With less than a month to go before France’s presidential campaign where the current president Emmanuel Macron, eyes for a second mandate, agriculture is perhaps the one sector that the candidate wants to shake up. Indeed, in recent campaign meetings and interviews, the president has emphasized his desire to transform current French farms into tech startups in addition to his France 2030 plan where 3Bn euros have been already invested to further its development.

 

Presently, startups such as Jungle, Naïo Technologies, AgriCool, Farm3, Sepec Consults or GreenPonik (amongst others) are leading the agricultural revolution in France but other foreign companies will be aiming at enhancing their presence in the market.

 

The Third Agriculture Revolution

During the International Agriculture Expo held in Paris during the last week of February, the president ensured that he aimed at bolstering the food security and sovereignty of France through the investment in Robotic, Numerical and Genetic solutions.

“We have experienced a revolution that has been mainly chemical over the last few decades, from which we are now emerging.
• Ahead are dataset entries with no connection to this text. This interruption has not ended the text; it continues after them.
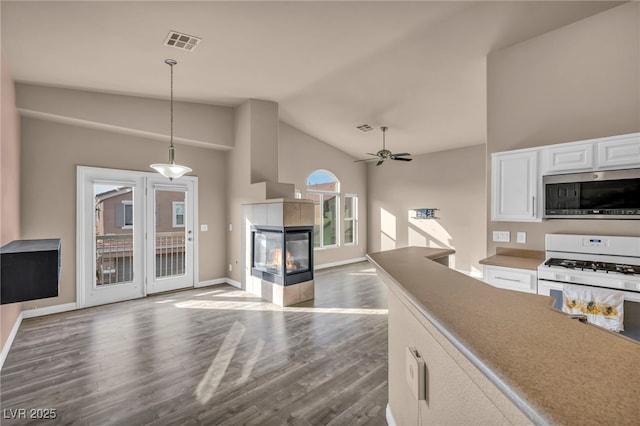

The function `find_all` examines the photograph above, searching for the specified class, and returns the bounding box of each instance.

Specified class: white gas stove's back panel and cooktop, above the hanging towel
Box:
[538,234,640,302]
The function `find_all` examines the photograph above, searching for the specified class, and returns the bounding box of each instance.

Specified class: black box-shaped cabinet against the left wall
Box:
[0,239,60,305]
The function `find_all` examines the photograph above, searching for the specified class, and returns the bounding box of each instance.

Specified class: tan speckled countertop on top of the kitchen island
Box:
[367,247,640,425]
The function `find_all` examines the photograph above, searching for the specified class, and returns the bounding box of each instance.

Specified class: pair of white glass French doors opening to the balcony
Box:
[76,167,197,307]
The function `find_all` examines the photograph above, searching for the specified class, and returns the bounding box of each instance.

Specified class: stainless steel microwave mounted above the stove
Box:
[542,169,640,219]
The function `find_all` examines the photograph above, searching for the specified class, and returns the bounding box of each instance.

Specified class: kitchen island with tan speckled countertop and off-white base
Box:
[367,247,640,425]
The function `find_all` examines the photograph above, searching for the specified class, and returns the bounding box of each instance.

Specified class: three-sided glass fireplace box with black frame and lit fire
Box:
[251,226,313,286]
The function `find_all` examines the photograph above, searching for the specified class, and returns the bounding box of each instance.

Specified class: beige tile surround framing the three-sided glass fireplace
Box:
[242,199,314,306]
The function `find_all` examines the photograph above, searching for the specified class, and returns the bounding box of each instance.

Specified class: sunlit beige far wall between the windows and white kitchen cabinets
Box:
[368,144,486,272]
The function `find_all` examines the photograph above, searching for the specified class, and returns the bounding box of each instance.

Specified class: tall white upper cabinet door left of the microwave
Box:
[491,151,540,222]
We will not get out of it by going into decline, we will not get out of it by going back to 19th century agriculture which could not feed our population nor allow for solidarity actions. We will only get out of it through competitiveness, innovation and mobilisation,” he said.
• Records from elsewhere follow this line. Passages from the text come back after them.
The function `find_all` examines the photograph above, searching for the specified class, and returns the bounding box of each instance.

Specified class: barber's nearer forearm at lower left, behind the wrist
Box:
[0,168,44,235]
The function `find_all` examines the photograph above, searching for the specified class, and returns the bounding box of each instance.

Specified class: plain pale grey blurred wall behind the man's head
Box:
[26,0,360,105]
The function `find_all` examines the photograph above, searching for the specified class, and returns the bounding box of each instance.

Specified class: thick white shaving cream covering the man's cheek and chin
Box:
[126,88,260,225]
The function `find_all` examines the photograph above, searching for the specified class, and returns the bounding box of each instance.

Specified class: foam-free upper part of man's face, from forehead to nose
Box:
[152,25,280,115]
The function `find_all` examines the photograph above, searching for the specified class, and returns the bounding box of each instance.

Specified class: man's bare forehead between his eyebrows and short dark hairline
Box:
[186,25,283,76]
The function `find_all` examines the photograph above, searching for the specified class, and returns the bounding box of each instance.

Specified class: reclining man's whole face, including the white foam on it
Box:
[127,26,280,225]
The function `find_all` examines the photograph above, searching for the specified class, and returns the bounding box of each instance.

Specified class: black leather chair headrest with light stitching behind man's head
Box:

Given the current global supply chain disruptions, the food price inflation and the ongoing trend of a decreasing/ ageing farming workforce (France has lost 100 000 farms during the 2010-2020 decade and more than 60% of current farmers are over 50), the president aims at modernizing farms exploitations in order to attract younger generations and ensuring a stable food production for the decades to come.

 

Nonetheless, it was met with concerns from environmental activists that see in such a program a desire to focus more on profitability and the economics of farming rather than the quality and sustainability of the food produced.
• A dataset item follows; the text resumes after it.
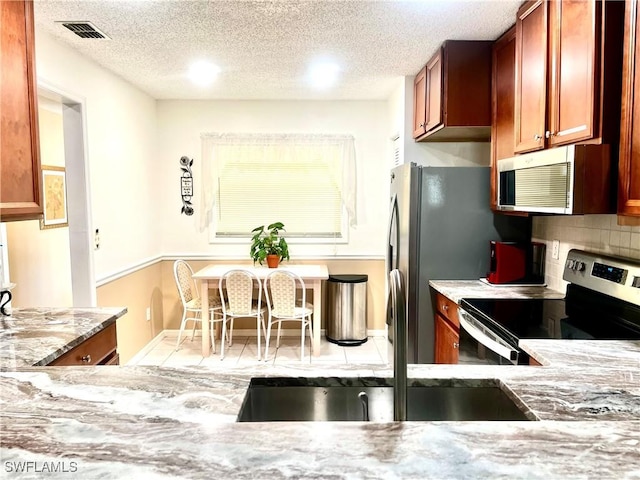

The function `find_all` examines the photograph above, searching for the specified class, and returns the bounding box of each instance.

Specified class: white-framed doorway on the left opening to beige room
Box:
[0,82,97,307]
“Did you think that the future of agriculture lay in more quality, fewer pesticides and more farmers? For Emmanuel Macron, it’s all about robotics, genetics and digital technology, to turn our farms into tech start-ups,” ironized Maxime Combes, a French economist

Farmers, on the other hand, were concerned over the fact that the president would be turning farms into corporations with large investments, many highly-qualified employees and an emphasis on return on investment which is not in the logic of farming employment today.

 

A Revolution Driven By Vertical Farming?

There are many French startups that are changing the current farming sector in the country and in Europe. We see an increasing number of vertical farming solutions with companies such as Jungle leading the vertical farming market in France at the moment.

 

Indeed, the company was put in the spotlight after its impressive 42 million euro funding round back in 2021 of which more than €7m of the total funds raised came from Founders Future, Demeter Partners in addition to its existing investors – Alain Dinin (PDG Nexity), Christian de Labriffe (Tikehau, LVMH) and Serge Papin (ex- PDG Système U). That was supported by Atlante Gestion on the debt financing side.

 

However, as with most vertical farms, the company is limited in terms of crops grown focusing mainly on herbs and other aromatics even if it recently developed a partnership with cosmetic giant Firmenich. Together, leveraging both expertise they have created Muguet Firgood™ the first ingredient developed through this collaboration for the luxury perfume market, and the first-ever commercial extract safely obtained from the lily of the valley flower.

 

This limitation is attributable to most companies involved in the market, questions thus remain for the viability of vertical farming and whether the solution will complement current farming models. Another problem that can be highlighted is the gap in the laws in Europe relative to Indoor Farming as it cannot be considered as organically produced. Despite proven results, constant research and new initiatives to create a bioponic concept.

 

Questions Regarding The Financing Options Available For Farmers

On the concerns highlighted by farmers following the allocation of the French president, concerns remained regarding the financing options made available. Indeed, half of the current farming exploitations receive funding from government grants and other financial allowances and today, banks are reluctant to fund any projects in Farming so questions remain regarding how these finances will be made available for the farmer.

 

More importantly, many fear that funding may help them get the tools but will follow a stop of the current PAC which, as certain unions and other associations fear, may lead to the death of thousands of farmers.